世界で最初に最低賃金を制定した国ニュージーランド

この前の月曜日10月24日、ニュージーランドは祝日「Labour day」という日本の勤労感謝の日にあたる祝日でした。

ニュージーランドは世界で初めて「8時間労働」を導入した国であったり、「女性の参政権を認めた国」だったり、世界に先駆けたことをを導入してきた国なんです。

今日は今でこそ当たり前になっている「最低賃金」が世界で一番最初に導入されたのはニュージーランドですよ。というお話をしたいと思います。

最低賃金を世界で最初に導入した国ニュージーランド

今でこそ「最低賃金」は当たり前のように定められていますが、昔は労働者の地位は低く、最低賃金なんてもちろんありませんでした。

日本で最低賃金が導入されたのはいつ?

まず、ニュージーランドがいつ世界で初めて「最低賃金」という制度を導入したのかを紹介する前に、日本で最低賃金がいつ導入されたのか?について紹介します。

日本で最低賃金が導入されたのは1959年でした。

当時、多くの国ですでに最低賃金制度は導入されていていたので、決して世界的に見て早い導入ではありませんでした。しかも、最初に導入された最低賃金は、雇用側の意見しか反映されないものだったので不完全なものでした。そこで1959年から9年後の1968年に改定した最低賃金の法律が制定されました。つまり今からまだ48年前ということですね。

ということは今68歳の方は当時20歳。最低賃金という制度がない時代を生きていたと思うと不思議です。

ちなみに日本の現在の最低賃金は全国平均で823円、一番高いのが東京で932円、神奈川で930円、そして少しあいだが開いて3位は大阪の883円です。一方最低賃金が安いのは、宮崎と沖縄の714円、そして鳥取、高知、差が、長崎、熊本、大分、鹿児島が715円でした。

同じ日本でも200円以上差があります。でも、その分家賃とか生活費が安かったりするので、妥当なところなんでしょうか。

最低賃金を世界で一番最初に導入したニュージーランド

lambton quay, Wellington

では、話をニュージーランドに戻しましょう。ニュージーランドが最低賃金が導入されたのは、今から120年以上も前の1894年です。

当時制定された「Industrial Conciliation and Arbitration Act 1894」という法律の中で最低賃金の内容が盛り込まれました。この「Industrialなんとか」という長い名前の法律は、簡単に説明すると「仲裁・調停法」です。労働基準法の要素も含まれています。
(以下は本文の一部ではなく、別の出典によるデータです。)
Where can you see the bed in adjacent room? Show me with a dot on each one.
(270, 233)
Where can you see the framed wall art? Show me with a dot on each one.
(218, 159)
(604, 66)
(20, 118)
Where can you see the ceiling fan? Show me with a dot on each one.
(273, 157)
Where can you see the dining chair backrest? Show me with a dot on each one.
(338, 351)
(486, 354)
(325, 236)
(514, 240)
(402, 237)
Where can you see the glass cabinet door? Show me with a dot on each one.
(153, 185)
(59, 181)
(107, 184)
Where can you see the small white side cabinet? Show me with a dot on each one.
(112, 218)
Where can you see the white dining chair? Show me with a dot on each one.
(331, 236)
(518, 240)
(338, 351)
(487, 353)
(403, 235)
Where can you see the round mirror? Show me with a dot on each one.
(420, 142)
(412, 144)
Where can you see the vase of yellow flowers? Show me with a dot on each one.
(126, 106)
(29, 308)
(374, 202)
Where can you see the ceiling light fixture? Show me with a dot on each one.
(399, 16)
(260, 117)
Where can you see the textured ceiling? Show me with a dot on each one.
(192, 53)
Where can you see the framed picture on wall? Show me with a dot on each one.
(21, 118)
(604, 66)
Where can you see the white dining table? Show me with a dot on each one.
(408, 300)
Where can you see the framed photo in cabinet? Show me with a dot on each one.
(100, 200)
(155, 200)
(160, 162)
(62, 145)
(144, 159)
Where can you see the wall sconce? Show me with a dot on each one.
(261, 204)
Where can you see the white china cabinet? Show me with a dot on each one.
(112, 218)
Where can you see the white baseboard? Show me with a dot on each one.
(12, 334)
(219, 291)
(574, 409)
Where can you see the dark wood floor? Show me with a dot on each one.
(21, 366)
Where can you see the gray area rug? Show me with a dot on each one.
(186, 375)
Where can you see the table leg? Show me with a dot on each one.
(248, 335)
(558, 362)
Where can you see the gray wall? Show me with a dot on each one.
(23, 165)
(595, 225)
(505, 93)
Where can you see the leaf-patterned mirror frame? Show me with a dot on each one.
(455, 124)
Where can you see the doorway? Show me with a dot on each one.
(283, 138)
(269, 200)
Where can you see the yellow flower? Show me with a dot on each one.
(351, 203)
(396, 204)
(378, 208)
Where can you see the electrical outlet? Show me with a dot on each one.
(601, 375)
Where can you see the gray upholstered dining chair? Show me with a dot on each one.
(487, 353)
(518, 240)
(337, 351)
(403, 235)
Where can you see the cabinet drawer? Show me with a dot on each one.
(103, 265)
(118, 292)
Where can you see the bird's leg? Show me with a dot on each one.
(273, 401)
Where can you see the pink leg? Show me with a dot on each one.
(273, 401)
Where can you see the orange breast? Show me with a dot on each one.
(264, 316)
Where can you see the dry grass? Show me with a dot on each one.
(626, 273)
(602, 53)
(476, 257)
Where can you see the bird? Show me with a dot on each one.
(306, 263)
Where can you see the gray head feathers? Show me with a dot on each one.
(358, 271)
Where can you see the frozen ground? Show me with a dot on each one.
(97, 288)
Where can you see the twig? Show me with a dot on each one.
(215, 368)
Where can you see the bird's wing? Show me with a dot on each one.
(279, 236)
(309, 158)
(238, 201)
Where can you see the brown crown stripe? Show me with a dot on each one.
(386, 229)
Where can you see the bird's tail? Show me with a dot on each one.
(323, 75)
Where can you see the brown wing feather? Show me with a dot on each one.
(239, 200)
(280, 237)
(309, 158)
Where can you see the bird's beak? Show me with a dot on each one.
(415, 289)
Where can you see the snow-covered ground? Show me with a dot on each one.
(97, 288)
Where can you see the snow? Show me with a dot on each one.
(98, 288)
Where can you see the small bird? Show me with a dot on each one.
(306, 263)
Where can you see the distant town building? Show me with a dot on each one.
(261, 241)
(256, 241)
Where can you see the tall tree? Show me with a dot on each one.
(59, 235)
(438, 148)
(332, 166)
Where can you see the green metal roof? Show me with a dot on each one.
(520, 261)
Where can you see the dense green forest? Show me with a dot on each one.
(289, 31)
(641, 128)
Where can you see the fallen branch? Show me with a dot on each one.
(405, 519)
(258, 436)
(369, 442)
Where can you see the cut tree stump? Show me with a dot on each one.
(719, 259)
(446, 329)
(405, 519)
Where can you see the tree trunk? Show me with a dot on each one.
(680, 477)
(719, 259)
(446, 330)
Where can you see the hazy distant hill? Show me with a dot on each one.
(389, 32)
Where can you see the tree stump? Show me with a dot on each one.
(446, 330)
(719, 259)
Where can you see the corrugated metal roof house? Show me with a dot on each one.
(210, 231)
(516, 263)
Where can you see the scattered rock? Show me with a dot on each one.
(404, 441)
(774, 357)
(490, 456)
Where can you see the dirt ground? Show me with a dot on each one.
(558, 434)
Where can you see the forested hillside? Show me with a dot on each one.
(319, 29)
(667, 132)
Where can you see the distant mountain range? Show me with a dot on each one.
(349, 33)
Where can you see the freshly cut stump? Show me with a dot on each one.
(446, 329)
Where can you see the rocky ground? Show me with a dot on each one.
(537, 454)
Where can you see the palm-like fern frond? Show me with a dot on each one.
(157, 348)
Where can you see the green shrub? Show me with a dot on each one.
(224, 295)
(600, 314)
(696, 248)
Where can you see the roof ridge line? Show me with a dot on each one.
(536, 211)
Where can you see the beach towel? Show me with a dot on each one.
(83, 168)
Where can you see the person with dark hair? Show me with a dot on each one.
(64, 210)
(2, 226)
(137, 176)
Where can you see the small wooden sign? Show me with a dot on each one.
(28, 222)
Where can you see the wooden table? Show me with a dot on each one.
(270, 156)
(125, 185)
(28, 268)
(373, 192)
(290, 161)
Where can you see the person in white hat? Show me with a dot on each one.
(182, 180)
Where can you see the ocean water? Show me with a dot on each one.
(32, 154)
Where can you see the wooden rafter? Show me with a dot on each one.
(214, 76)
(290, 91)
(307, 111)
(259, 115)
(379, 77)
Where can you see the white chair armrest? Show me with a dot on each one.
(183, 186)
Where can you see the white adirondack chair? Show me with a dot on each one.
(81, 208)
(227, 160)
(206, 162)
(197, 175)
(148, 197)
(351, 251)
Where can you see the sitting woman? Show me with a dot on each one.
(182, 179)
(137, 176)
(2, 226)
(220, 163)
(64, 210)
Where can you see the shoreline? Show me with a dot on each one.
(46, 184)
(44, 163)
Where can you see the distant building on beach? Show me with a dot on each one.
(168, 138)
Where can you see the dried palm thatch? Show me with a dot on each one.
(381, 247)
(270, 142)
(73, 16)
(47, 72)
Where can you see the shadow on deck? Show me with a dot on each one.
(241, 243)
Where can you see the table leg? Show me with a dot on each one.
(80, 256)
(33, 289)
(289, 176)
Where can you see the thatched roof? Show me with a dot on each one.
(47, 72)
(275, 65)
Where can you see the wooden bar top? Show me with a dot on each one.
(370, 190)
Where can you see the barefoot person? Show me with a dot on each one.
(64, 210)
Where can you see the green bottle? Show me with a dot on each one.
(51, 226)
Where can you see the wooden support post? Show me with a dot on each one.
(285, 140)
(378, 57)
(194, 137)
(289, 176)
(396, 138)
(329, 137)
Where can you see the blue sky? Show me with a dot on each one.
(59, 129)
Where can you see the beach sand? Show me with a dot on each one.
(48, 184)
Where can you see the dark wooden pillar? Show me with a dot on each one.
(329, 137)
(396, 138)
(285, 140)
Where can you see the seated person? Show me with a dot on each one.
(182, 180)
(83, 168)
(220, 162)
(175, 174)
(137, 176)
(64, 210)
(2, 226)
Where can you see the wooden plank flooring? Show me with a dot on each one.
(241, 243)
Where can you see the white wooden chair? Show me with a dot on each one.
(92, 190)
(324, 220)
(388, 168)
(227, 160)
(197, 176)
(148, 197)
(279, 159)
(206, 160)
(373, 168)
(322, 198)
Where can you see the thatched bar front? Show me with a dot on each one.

内容としては労働組合や企業と従業員のあいだの取り決めを作ったり、双方の意見をまとめて調停・和解することを目的とした法律です。

この法律に則って、相当合意するまで裁判所→高等裁判所→最高裁判所という順を追って裁判することになります。何だかすごく近代的な法律です。

この法律によって当時、ニュージーランドは世界的に「労働者にとっての天国」であるという評判が広まることになりました。

現在のニュージーランド

現在、ニュージーランドの最低賃金は15.25ドルです。
日本だと地域によって最低賃金が違うんですけど、ニュージーランドは全国一律で定められています。

ニュージーランドの最低賃金は年々上がっています。
歴史を紐解いていくと、1894年の時点の最低時給はわからなかったんですけど、1975年、今から40年前の最低賃金は「1.95ドル」でした。

そしてそれから22年経った1997年は「7ドル」でした。つまり1975年から1997年の22年間で5ドル上がって、さらに1997年から2014年の17年で7.25ドル上がっているんですね。物価の上昇が加速しているのがわかります。経営者にとっては大変でしょうね…

Previous minimum wage rates|Ministry of Business, Innovation & Employment

いろいろなことに公平であろうとする国

Vegetable Market, Wellington

ニュージーランドに住み始めて肌で感じることであり、またこういうサイトを運営していて得た知識からも感じるのは、ニュージーランドの人たちや国自体がいろいろなことに対して「公平であろう」とする姿がすごく見えます。

もちろん現実として貧富の格差が酷かったり、多民族の国なので人種差別もゼロではありません。世の中にそういうものがゼロの国はありません。でも、メディアなどで格差や差別について語られることも多く、公平であろうという流れを感じます。

永住権所有者の権利も他の国と比べてかなり保証されています。
「ニュージーランド国籍」を持っているのとほとんど変わらない権利が与えられています。

それに住んでいる人たち一人ひとりが自分の権利を主張して、行使しています。
それってすごく住んでいて居心地がいいです。日本の残業時間の多さや、男女の格差、それと在日外国人に対する国の体制などは、日本に住んでいる人たちにとって良いことがありません。

ただニュージーランドは物価が高いです。ものもありません。
それでも人間らしく、そして自分らしく行きていける国というのは、なかなかあるものではありません。今後もその良さが失われずに続いてくれることを願います。